Excellent! But Murray also could have devoted a few pages to the reprehensible vaccine apartheid practiced by these very angels of hope. According to the famed medical journal Lancet, the COVID-19 Vaccines Global Access Facility (COVAX) promised equitable vaccine supplies for all countries. However, far from achieving such proclaimed equity, COVAX failed to meet even half of its 2021 target of delivering 2 billion doses. In fact, an open letter to G20 leaders in October 2021 illustrated how 133 doses per 100 people were administered to recipients in High Income Countries compared with an appalling four doses per 100 people in Low Income Countries. The WHO Director-General termed this disparity a “vaccine apartheid and making explicit comparisons to the South African system of institutionalised racial segregation. But Murray prefers to give a wide berth and safe passage to this inequity.
Similarly, when it comes to the menace of climate change, Murray is nothing but gung-ho! Asserting, or at least attempting to in a wholehearted manner, that even the usually intransigent CEOs heading the fossil fuel industry are forced to amend their entrenched ways, Murray lays out a plethora of real-life examples to corroborate his claim. Activist shareholders dismantling climate-hostile board members at Exxon, shareholders at Chevron, voting to recommend potential emissions in reductions etc are all alluded to by Murray to prove his point with panache. But at the time of this review, one of the world’s largest Oil & Gas producers, BP, publicly announced a “pivot” back to its core business of Oil & Gas after having boldly declared an ambitious foray into achieving some audacious climate targets. The reason – a fall in BP’s Price Earnings Ratio. The irony of stakeholder capitalism died a thousand deaths. Murray could not have predicted this volte face however, since BP’s latest announcement followed much after Murray’s book was published.

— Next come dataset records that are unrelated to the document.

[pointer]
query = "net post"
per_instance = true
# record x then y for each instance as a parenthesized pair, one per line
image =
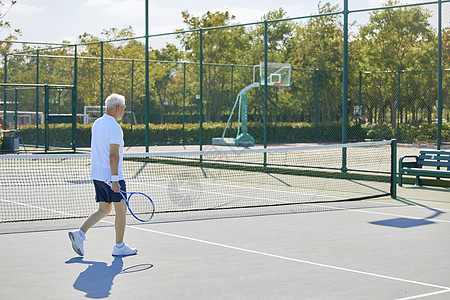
(46, 125)
(5, 80)
(393, 169)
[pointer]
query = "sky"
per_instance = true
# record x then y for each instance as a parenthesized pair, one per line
(58, 20)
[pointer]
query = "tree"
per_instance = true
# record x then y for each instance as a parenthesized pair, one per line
(226, 46)
(318, 45)
(397, 39)
(164, 75)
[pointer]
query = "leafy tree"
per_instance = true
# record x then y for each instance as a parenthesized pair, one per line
(225, 46)
(318, 45)
(397, 39)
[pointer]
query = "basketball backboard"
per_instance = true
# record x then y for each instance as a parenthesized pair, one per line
(278, 74)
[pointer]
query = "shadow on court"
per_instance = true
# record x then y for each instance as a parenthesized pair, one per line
(410, 222)
(97, 280)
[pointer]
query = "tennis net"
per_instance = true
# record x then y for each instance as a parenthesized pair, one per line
(54, 191)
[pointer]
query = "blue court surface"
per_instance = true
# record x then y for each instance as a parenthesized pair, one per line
(381, 249)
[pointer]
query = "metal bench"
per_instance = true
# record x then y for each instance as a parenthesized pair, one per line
(436, 161)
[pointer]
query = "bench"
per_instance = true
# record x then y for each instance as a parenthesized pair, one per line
(438, 162)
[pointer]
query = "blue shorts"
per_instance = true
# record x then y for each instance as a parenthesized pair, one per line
(104, 193)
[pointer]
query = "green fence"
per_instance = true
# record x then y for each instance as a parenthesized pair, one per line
(374, 74)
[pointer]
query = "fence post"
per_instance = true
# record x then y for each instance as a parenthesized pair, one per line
(5, 80)
(439, 93)
(345, 88)
(132, 101)
(265, 90)
(101, 78)
(316, 123)
(46, 127)
(37, 98)
(184, 99)
(201, 91)
(16, 104)
(393, 169)
(74, 100)
(398, 106)
(147, 82)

There are many key and indispensable spheres which are totally neglected by Murray. An absolute reluctance on the part of the CEOs to revive or rather resuscitate the lost clout of unions, the blind eye turned to the wreckage that is being left in the wake of the reprehensible practices of Private Equity – acclaimed author Gretchen Morgenson terms PE firms, ‘plunderers’ in her trenchant polemic These are the Plunderers – and a tech cabal that has polarized the world by preying and feeding on the gullible susceptibilities of a vulnerable social media obsessed population, all find absolutely no mention in Murray’s book.
While stakeholder capitalism is no doubt a reason to be optimistic and a cause to look forward to, it is still a long way away from acting as a panacea for ameliorating some of the woes birthed by its more egregious version.
A rising tide does not lift all boats uniformly.